After that was Control, a game I can’t possibly say enough good things about, and one of Remedy’s next big games will be a long-awaited sequel to Alan Wake. But Remedy actually released a new game earlier this year, and in a bizarre twist after decades of hits—or, if not outright successes, then at least video games with a big fan following—nobody really noticed.
And there’s a pretty obvious reason for that, too: The game is a new single-player mode for Crossfire X, a free-to-play shooter made by South Korean studio Smilegate that is apparently very popular in Asia and not at all popular in the West. I haven’t put a ton of time into the free multiplayer version of Crossfire X, but I can say with some confidence that it’s awful. You won’t find much of anything in Crossfire X that you can’t also find in other, better shooter games like Counter Strike, Call Of Duty, or even Goldeneye 007.
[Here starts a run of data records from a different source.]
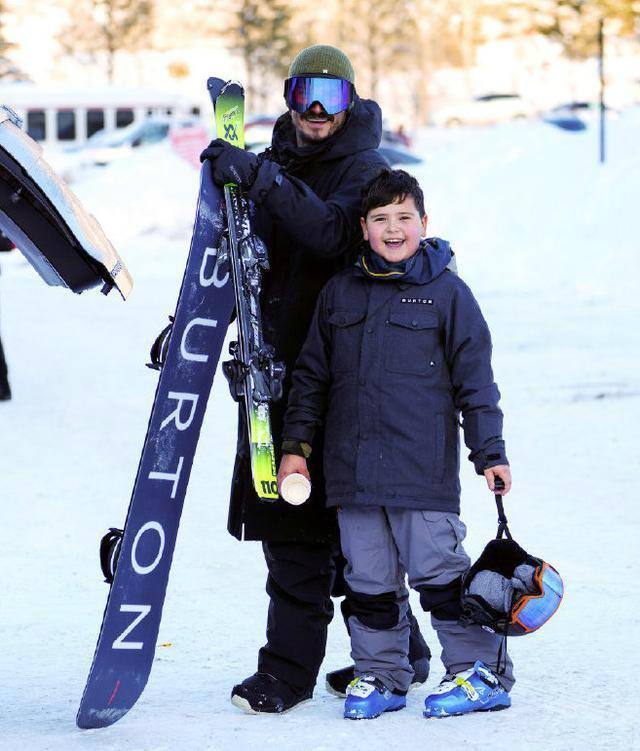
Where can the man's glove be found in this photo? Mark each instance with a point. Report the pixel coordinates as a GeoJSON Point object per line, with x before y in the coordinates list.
{"type": "Point", "coordinates": [231, 164]}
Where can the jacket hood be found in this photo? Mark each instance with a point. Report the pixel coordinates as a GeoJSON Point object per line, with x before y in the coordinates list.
{"type": "Point", "coordinates": [431, 259]}
{"type": "Point", "coordinates": [362, 131]}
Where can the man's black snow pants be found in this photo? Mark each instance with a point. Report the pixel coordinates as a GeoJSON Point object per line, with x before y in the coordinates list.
{"type": "Point", "coordinates": [299, 584]}
{"type": "Point", "coordinates": [301, 580]}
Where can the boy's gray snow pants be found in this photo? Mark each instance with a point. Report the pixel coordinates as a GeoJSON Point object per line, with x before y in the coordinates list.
{"type": "Point", "coordinates": [381, 545]}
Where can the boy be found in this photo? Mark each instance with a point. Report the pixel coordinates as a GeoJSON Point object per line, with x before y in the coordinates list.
{"type": "Point", "coordinates": [396, 352]}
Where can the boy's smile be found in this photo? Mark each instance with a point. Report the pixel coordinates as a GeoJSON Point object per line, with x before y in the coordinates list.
{"type": "Point", "coordinates": [394, 231]}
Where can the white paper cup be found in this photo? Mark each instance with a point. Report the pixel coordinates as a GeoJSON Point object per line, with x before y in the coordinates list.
{"type": "Point", "coordinates": [295, 489]}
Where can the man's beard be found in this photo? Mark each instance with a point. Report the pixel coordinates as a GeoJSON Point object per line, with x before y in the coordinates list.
{"type": "Point", "coordinates": [310, 139]}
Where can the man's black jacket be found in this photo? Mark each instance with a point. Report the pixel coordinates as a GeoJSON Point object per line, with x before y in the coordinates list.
{"type": "Point", "coordinates": [307, 209]}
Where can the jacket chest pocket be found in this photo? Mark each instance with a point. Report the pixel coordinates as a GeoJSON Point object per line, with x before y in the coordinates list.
{"type": "Point", "coordinates": [346, 329]}
{"type": "Point", "coordinates": [412, 342]}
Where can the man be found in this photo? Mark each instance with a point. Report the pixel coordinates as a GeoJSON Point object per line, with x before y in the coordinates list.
{"type": "Point", "coordinates": [307, 192]}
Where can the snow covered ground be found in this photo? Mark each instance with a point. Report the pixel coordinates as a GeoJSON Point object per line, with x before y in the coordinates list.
{"type": "Point", "coordinates": [547, 238]}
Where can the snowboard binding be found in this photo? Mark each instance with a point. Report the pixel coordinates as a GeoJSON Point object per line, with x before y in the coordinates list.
{"type": "Point", "coordinates": [160, 347]}
{"type": "Point", "coordinates": [110, 545]}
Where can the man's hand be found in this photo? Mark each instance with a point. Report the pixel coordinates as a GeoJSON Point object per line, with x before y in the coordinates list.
{"type": "Point", "coordinates": [292, 463]}
{"type": "Point", "coordinates": [504, 473]}
{"type": "Point", "coordinates": [231, 164]}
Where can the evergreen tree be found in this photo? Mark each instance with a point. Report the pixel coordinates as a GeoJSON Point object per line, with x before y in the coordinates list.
{"type": "Point", "coordinates": [260, 30]}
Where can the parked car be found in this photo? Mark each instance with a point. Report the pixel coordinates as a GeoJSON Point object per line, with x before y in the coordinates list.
{"type": "Point", "coordinates": [105, 146]}
{"type": "Point", "coordinates": [484, 110]}
{"type": "Point", "coordinates": [582, 109]}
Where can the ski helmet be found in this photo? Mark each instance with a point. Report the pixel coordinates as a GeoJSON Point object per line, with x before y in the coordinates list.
{"type": "Point", "coordinates": [507, 590]}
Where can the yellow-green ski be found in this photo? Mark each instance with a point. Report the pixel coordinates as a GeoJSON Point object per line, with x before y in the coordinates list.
{"type": "Point", "coordinates": [257, 377]}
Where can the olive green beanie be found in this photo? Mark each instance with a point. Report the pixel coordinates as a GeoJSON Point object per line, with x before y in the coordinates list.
{"type": "Point", "coordinates": [322, 59]}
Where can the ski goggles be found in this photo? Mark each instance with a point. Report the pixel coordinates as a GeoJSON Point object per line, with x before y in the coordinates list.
{"type": "Point", "coordinates": [334, 94]}
{"type": "Point", "coordinates": [529, 612]}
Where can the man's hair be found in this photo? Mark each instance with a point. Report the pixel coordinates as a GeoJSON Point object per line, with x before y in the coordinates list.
{"type": "Point", "coordinates": [392, 186]}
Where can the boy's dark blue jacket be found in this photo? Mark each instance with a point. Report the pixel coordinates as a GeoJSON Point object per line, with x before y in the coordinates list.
{"type": "Point", "coordinates": [389, 368]}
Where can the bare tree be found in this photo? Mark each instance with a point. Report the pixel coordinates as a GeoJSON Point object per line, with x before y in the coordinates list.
{"type": "Point", "coordinates": [572, 23]}
{"type": "Point", "coordinates": [106, 27]}
{"type": "Point", "coordinates": [8, 69]}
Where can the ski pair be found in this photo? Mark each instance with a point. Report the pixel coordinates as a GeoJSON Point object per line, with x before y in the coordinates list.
{"type": "Point", "coordinates": [223, 271]}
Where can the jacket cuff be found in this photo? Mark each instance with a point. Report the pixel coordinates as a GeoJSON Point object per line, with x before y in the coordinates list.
{"type": "Point", "coordinates": [299, 448]}
{"type": "Point", "coordinates": [492, 456]}
{"type": "Point", "coordinates": [269, 174]}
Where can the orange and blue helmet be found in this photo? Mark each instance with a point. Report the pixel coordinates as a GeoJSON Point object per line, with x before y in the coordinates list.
{"type": "Point", "coordinates": [510, 591]}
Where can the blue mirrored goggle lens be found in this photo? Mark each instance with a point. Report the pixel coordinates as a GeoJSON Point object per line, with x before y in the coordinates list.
{"type": "Point", "coordinates": [334, 94]}
{"type": "Point", "coordinates": [538, 610]}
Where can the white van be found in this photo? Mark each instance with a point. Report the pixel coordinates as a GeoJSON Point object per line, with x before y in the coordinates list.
{"type": "Point", "coordinates": [64, 116]}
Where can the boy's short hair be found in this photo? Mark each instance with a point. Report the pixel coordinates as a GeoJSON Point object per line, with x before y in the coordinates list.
{"type": "Point", "coordinates": [392, 186]}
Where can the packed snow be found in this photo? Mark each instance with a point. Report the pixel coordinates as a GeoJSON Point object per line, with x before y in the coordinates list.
{"type": "Point", "coordinates": [547, 239]}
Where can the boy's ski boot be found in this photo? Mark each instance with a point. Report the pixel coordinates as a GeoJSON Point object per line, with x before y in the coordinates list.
{"type": "Point", "coordinates": [474, 690]}
{"type": "Point", "coordinates": [368, 697]}
{"type": "Point", "coordinates": [337, 681]}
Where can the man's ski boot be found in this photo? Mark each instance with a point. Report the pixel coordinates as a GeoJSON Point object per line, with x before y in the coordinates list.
{"type": "Point", "coordinates": [262, 692]}
{"type": "Point", "coordinates": [474, 690]}
{"type": "Point", "coordinates": [338, 680]}
{"type": "Point", "coordinates": [368, 697]}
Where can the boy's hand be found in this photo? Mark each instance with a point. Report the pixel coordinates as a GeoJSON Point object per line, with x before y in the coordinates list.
{"type": "Point", "coordinates": [504, 473]}
{"type": "Point", "coordinates": [292, 463]}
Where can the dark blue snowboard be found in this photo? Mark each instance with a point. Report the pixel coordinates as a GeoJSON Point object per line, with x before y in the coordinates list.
{"type": "Point", "coordinates": [127, 641]}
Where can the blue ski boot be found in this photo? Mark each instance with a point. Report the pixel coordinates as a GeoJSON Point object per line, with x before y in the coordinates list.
{"type": "Point", "coordinates": [473, 690]}
{"type": "Point", "coordinates": [368, 697]}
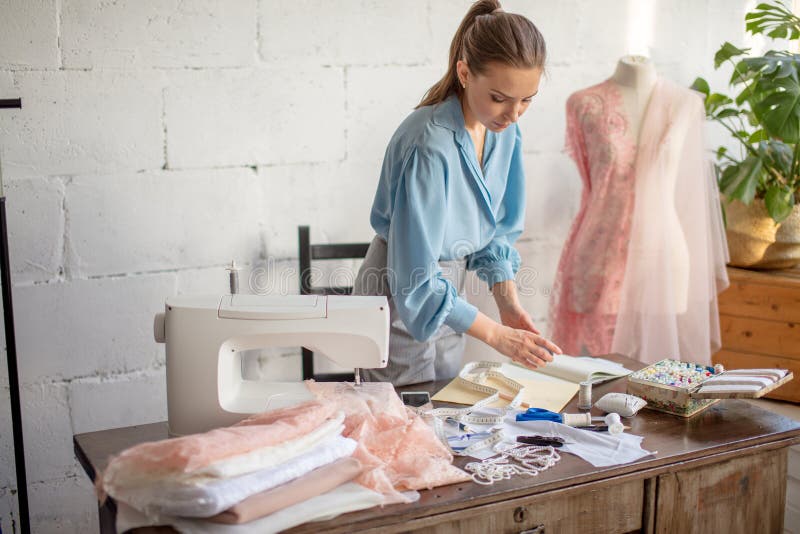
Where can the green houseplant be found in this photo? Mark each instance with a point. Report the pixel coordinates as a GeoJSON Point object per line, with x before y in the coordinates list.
{"type": "Point", "coordinates": [761, 181]}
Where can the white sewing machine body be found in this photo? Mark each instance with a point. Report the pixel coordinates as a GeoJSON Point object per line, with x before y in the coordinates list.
{"type": "Point", "coordinates": [205, 335]}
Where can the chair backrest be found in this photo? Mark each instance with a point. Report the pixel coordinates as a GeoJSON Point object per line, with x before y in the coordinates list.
{"type": "Point", "coordinates": [306, 254]}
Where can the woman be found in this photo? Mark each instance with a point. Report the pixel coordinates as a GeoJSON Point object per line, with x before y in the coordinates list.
{"type": "Point", "coordinates": [451, 197]}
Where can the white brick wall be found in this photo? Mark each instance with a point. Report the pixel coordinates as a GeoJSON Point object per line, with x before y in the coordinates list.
{"type": "Point", "coordinates": [161, 139]}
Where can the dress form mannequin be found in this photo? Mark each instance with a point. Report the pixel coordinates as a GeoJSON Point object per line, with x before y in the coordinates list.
{"type": "Point", "coordinates": [635, 78]}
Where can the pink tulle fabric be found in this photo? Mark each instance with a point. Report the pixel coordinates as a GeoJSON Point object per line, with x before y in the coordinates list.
{"type": "Point", "coordinates": [586, 291]}
{"type": "Point", "coordinates": [189, 453]}
{"type": "Point", "coordinates": [398, 450]}
{"type": "Point", "coordinates": [645, 258]}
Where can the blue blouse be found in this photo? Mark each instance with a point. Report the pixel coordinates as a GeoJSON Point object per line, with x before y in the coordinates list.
{"type": "Point", "coordinates": [434, 203]}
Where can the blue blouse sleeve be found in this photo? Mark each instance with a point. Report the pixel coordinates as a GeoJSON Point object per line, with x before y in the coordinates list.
{"type": "Point", "coordinates": [499, 260]}
{"type": "Point", "coordinates": [423, 297]}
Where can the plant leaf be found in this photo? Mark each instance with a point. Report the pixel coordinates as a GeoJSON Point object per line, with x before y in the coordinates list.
{"type": "Point", "coordinates": [740, 180]}
{"type": "Point", "coordinates": [779, 201]}
{"type": "Point", "coordinates": [701, 86]}
{"type": "Point", "coordinates": [727, 112]}
{"type": "Point", "coordinates": [726, 52]}
{"type": "Point", "coordinates": [779, 110]}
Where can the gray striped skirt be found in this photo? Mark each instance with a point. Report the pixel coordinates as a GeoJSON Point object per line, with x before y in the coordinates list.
{"type": "Point", "coordinates": [411, 361]}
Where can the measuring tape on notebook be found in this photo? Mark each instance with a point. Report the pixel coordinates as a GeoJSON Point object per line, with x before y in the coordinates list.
{"type": "Point", "coordinates": [474, 376]}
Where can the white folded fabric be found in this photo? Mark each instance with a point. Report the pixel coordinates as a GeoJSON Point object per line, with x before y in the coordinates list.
{"type": "Point", "coordinates": [174, 498]}
{"type": "Point", "coordinates": [346, 498]}
{"type": "Point", "coordinates": [274, 455]}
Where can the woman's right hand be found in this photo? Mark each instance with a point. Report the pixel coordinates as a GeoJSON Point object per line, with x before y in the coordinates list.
{"type": "Point", "coordinates": [523, 346]}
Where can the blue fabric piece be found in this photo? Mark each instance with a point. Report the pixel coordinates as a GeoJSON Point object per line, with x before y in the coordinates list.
{"type": "Point", "coordinates": [434, 203]}
{"type": "Point", "coordinates": [539, 414]}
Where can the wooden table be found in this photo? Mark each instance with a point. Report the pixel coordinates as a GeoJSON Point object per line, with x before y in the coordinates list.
{"type": "Point", "coordinates": [758, 318]}
{"type": "Point", "coordinates": [723, 470]}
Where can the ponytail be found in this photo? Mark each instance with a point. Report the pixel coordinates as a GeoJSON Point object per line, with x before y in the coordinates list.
{"type": "Point", "coordinates": [488, 34]}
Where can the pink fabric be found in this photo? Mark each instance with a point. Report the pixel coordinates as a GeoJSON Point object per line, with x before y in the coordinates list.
{"type": "Point", "coordinates": [397, 449]}
{"type": "Point", "coordinates": [586, 291]}
{"type": "Point", "coordinates": [190, 453]}
{"type": "Point", "coordinates": [645, 259]}
{"type": "Point", "coordinates": [678, 251]}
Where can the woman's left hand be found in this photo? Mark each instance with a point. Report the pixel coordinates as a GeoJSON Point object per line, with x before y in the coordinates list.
{"type": "Point", "coordinates": [516, 317]}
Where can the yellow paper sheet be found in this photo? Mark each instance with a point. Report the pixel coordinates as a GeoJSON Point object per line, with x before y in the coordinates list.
{"type": "Point", "coordinates": [551, 394]}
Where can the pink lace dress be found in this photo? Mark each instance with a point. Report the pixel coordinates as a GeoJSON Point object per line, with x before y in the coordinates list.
{"type": "Point", "coordinates": [586, 291]}
{"type": "Point", "coordinates": [645, 258]}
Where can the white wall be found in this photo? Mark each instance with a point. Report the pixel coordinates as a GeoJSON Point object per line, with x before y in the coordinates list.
{"type": "Point", "coordinates": [160, 139]}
So, as a fan of Remedy’s work, I was somewhat perversely curious to see just how bad its take on a bad shooter game would be. Having finished the two mini-campaigns available for Crossfire X, “Operation Catalyst” and “Operation Spectre,” I am surprised to say that they are only medium-bad—but in a way that gives me more confidence than ever in Remedy’s ability to consistently deliver.
Despite some big talk about being inspired by Metal Gear Solid and Resident Evil (two franchises that always deliver some sweet zaniness), the two campaigns are mostly straightforward soldier bullshit, but with at least enough fantastical nonsense to avoid any comparisons to real current events. There are two competing private military organizations in its world, Global Risk and Blacklist, one of which is sort of mainstream and the other is composed of ruthless “terrorists.”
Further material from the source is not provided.